Soares was in Florida on Tuesday for the raids at two Signature Pharmacy stores. Four company officials, including a married couple who are both pharmacists, were arrested. They were charged with criminal diversion of prescription medications and prescriptions, criminal sale of a controlled substance and insurance fraud.
Soares refused to answer most questions about the case, which involves sealed indictments.
"I cannot elaborate any more and I cannot provide you with any more details without compromising an investigation which even at this point is at a very sensitive stage," he said.
Arrested on Tuesday were Stan and Naomi Loomis, who own the Signature Pharmacy in downtown Orlando, Stan's brother Mike Loomis and Kirk Calvert, Signature's marketing director. Soares' office identified Signature as a "producer" of the illegally distributed drugs.
Also arrested as a result of the New York investigation were three people Soares' office described as "distributors" from a Sugarland, Texas, company called Cellular Nucleonic Advantage.
Before the investigation is complete, Soares' office said, up to 24 people could face charges, including six doctors and three pharmacists.
The Loomis' downtown pharmacy contains a small retail store that sells bodybuilding supplements, a drug laboratory and executive offices.
Investigators loaded boxes into a truck and seized drugs, including anabolic steroids and human growth hormone, said Carl Metzger, narcotics commander for Orlando's Metropolitan Bureau of Investigation.
"I can't tell you what percentage of their business was legal and how much involved stacking steroids, but there was a mix," Metzger said.

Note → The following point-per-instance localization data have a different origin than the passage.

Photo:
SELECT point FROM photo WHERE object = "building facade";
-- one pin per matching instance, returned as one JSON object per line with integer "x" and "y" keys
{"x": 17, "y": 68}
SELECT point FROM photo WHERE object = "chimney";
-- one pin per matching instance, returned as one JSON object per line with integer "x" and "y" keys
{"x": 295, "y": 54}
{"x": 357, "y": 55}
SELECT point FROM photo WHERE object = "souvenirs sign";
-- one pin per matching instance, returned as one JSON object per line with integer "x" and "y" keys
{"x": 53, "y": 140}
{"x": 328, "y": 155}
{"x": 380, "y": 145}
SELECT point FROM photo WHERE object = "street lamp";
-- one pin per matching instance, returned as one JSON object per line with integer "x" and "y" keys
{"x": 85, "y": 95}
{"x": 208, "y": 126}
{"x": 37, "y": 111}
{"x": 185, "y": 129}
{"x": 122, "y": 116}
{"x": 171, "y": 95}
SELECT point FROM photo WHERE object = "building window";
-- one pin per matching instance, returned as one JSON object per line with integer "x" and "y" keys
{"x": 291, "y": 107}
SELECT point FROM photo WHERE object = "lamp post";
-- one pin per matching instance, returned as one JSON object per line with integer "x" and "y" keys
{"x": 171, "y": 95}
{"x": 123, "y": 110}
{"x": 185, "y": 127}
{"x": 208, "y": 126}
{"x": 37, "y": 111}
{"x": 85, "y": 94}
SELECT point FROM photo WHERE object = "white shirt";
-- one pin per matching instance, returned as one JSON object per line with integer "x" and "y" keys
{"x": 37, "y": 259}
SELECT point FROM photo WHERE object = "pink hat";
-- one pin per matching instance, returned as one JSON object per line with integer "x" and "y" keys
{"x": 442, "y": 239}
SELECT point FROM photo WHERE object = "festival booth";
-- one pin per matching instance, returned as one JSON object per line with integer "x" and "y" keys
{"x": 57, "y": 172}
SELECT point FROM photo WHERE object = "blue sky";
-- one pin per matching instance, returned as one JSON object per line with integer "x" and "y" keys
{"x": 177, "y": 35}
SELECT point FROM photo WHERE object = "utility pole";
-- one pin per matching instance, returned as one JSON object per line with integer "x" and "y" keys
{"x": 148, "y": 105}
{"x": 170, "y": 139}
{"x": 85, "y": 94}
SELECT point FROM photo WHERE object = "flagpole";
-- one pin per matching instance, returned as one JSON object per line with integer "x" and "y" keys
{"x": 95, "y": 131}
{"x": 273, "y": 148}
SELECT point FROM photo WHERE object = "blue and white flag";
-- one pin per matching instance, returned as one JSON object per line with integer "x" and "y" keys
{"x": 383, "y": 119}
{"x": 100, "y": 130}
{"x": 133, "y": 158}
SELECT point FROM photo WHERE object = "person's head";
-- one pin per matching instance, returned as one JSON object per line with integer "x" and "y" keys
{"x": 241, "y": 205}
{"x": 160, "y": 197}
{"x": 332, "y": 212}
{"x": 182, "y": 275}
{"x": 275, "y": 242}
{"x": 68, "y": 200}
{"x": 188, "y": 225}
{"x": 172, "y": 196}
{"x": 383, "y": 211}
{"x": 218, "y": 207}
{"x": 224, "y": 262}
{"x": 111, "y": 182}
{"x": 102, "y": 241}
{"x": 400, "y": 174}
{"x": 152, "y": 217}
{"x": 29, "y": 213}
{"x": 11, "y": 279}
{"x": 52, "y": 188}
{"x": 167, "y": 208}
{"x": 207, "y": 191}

Metzger said the search revealed a "raid card" at numerous Signature Pharmacy employees' desks with contact information for lawyers. The top of the documents identified it as a Food and Drug Administration/Drug Enforcement Agency telephone list, but only lawyers were on the card, Metzger said.
"We found that to be somewhat interesting," Metzger said. "Why would you need to have something entitled a phone call list for the DEA and FDA with lawyers' names if you have nothing to hide?"

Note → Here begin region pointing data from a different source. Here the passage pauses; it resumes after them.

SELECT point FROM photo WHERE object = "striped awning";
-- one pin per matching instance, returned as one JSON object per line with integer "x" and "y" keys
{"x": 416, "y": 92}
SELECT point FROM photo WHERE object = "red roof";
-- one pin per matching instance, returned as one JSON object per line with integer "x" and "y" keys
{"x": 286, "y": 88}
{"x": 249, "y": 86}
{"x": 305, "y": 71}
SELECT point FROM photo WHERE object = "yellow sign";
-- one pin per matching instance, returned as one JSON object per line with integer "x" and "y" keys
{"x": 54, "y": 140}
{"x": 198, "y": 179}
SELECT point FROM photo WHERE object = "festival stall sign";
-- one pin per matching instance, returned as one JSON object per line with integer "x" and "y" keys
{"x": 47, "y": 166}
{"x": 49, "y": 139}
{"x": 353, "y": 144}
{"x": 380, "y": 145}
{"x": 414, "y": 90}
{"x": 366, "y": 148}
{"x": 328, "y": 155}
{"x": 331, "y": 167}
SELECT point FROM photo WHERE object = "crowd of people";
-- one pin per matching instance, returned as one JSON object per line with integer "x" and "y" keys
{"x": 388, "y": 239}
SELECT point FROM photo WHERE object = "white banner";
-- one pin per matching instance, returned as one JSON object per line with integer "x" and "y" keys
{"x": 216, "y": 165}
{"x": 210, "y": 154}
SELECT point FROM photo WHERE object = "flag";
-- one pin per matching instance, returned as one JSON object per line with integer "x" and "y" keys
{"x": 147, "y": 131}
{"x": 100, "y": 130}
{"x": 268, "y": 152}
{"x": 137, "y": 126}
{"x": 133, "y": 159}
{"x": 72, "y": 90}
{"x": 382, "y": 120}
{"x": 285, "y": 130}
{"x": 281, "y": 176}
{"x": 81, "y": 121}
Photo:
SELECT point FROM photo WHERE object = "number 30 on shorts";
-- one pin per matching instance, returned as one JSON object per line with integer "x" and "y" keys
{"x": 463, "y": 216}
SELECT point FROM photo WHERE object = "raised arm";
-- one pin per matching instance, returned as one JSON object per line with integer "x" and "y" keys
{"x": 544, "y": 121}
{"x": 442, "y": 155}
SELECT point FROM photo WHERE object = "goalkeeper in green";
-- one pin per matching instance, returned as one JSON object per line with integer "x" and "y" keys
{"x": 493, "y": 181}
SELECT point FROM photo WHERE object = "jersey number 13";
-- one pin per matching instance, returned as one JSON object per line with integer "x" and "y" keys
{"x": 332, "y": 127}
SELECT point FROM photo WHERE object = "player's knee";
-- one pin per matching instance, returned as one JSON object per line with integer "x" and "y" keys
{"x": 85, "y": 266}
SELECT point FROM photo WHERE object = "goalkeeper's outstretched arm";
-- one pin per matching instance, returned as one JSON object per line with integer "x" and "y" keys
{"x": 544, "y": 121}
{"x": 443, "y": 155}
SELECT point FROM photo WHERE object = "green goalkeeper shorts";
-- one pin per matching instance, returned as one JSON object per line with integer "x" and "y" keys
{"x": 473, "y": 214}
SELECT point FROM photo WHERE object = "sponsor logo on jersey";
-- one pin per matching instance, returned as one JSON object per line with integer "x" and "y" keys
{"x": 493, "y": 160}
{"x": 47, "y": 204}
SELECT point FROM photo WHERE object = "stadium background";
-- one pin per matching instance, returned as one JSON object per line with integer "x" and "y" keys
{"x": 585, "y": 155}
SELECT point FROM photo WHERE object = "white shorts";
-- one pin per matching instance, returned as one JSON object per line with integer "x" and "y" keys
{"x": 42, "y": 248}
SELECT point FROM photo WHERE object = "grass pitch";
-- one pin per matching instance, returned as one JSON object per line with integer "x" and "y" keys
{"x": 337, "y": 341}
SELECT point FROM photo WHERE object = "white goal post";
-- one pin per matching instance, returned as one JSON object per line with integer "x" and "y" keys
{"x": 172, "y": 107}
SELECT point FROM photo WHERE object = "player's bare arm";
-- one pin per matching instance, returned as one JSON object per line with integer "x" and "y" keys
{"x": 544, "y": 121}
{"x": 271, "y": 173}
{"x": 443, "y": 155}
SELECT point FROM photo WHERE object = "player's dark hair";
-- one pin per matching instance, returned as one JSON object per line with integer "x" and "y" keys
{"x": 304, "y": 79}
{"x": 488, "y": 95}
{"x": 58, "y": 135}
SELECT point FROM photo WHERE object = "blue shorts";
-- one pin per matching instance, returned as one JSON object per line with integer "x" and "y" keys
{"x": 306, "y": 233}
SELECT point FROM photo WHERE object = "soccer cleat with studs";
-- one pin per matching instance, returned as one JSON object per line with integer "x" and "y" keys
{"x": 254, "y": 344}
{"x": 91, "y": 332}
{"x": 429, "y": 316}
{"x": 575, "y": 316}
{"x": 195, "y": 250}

Soares' office alleges that Signature filled prescriptions, in some cases from unlicensed doctors, knowing they had not met patients. The office said at least $250,000 in illegal and controlled substances were sold directly into Albany County, and New York state sales exceeded $10 million.
Soares said his investigation began after an Albany doctor was arrested for allegedly trafficking in narcotics online.
Victor Conte, the founder and president of BALCO, the Bay Area lab which has been the focal point in the federal steroids probe, said he was not surprised by the raid.
"People from all walks of life now are using performance enhancing substances. From athletes to movie stars, there seems to be an ever-growing need to find a competitive edge," Conte said. "Maybe it's time to fully realize that we are now living in a pharmacologically enhanced society."